Climate and Ecosystem Sciences Division, Lawrence Berkeley National Laboratory, Berkeley, California, USA.
Climate Change Science Institute, Oak Ridge National Laboratory, Oak Ridge, Tennessee, USA.
Glob Chang Biol. 2023 Aug;29(15):4298-4312. doi: 10.1111/gcb.16755. Epub 2023 May 15.
The recent rise in atmospheric methane (CH ) concentrations accelerates climate change and offsets mitigation efforts. Although wetlands are the largest natural CH source, estimates of global wetland CH emissions vary widely among approaches taken by bottom-up (BU) process-based biogeochemical models and top-down (TD) atmospheric inversion methods. Here, we integrate in situ measurements, multi-model ensembles, and a machine learning upscaling product into the International Land Model Benchmarking system to examine the relationship between wetland CH emission estimates and model performance. We find that using better-performing models identified by observational constraints reduces the spread of wetland CH emission estimates by 62% and 39% for BU- and TD-based approaches, respectively. However, global BU and TD CH emission estimate discrepancies increased by about 15% (from 31 to 36 TgCH year ) when the top 20% models were used, although we consider this result moderately uncertain given the unevenly distributed global observations. Our analyses demonstrate that model performance ranking is subject to benchmark selection due to large inter-site variability, highlighting the importance of expanding coverage of benchmark sites to diverse environmental conditions. We encourage future development of wetland CH models to move beyond static benchmarking and focus on evaluating site-specific and ecosystem-specific variabilities inferred from observations.

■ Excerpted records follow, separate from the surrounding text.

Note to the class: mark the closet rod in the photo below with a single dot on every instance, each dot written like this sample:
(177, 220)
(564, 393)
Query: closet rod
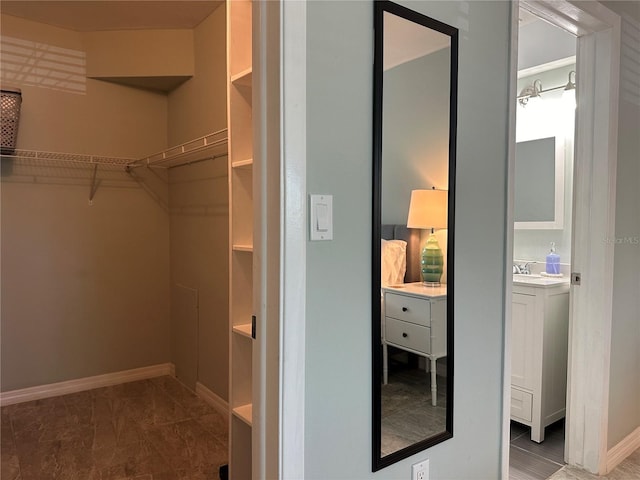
(70, 158)
(207, 147)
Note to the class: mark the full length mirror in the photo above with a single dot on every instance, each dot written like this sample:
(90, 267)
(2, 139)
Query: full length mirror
(415, 85)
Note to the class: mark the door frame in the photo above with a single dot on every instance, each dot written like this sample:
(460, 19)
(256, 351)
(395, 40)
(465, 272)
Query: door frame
(594, 192)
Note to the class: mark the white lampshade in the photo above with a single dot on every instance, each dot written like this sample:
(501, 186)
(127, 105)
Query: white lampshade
(428, 209)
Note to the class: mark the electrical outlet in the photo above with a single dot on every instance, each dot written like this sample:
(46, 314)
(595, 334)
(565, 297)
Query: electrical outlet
(420, 470)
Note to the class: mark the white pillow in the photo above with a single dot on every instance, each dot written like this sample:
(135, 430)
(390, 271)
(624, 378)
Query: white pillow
(393, 261)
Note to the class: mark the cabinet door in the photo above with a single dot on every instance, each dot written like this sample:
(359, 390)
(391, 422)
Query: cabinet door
(523, 329)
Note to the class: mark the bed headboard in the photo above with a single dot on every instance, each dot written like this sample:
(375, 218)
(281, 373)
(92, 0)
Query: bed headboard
(412, 237)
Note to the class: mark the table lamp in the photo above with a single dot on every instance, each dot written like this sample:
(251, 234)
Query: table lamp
(428, 209)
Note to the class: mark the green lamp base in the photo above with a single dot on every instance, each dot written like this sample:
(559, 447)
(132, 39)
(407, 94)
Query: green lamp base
(432, 263)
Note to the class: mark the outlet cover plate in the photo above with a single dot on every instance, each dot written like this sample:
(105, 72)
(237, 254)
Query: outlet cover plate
(420, 470)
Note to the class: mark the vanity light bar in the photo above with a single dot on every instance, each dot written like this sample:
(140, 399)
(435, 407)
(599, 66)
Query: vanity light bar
(534, 90)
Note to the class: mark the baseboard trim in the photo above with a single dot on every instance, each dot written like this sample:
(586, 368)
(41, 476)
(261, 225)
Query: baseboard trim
(212, 399)
(622, 450)
(87, 383)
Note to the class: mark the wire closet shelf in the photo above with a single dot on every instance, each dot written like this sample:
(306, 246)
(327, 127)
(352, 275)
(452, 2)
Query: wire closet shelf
(208, 147)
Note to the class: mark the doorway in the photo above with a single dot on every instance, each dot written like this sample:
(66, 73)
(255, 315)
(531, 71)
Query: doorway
(597, 31)
(544, 157)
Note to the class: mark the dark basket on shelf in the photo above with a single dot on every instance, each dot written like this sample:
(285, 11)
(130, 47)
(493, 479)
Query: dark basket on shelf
(11, 102)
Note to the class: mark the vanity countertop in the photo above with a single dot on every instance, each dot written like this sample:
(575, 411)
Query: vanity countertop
(539, 281)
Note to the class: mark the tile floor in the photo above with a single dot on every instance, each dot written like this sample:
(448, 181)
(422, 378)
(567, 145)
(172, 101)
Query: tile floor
(545, 461)
(628, 469)
(146, 430)
(529, 460)
(407, 413)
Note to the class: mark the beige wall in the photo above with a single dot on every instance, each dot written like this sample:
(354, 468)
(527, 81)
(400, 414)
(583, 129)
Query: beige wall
(106, 119)
(199, 106)
(199, 215)
(84, 288)
(130, 53)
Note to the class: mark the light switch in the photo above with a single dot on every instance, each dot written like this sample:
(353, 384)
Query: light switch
(321, 218)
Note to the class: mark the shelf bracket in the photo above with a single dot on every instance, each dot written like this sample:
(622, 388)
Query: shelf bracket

大气甲烷 (CH ) 浓度的最近升高加速了气候变化,并抵消了缓解努力。尽管湿地是最大的自然 CH 源,但自下而上 (BU) 基于过程的生物地球化学模型和自上而下 (TD) 大气反演方法所采用的方法之间,全球湿地 CH 排放估计值差异很大。在这里,我们将现场测量、多模型集合和机器学习扩展产品整合到国际土地模型基准系统中,以研究湿地 CH 排放估计值与模型性能之间的关系。我们发现,通过观测约束识别出表现更好的模型,可以将 BU 和 TD 方法的湿地 CH 排放估计值的差异分别缩小 62%和 39%。然而,当使用前 20%的模型时,全球 BU 和 TD CH 排放估计差异增加了约 15%(从 31 到 36TgCH 年),尽管考虑到全球观测分布不均,我们认为这一结果存在中度不确定性。我们的分析表明,由于站点间的巨大变异性,模型性能排名受到基准选择的影响,这突出了扩大基准站点覆盖范围以适应不同环境条件的重要性。我们鼓励未来开发湿地 CH 模型,超越静态基准测试,专注于评估从观测中推断出的特定地点和特定生态系统的可变性。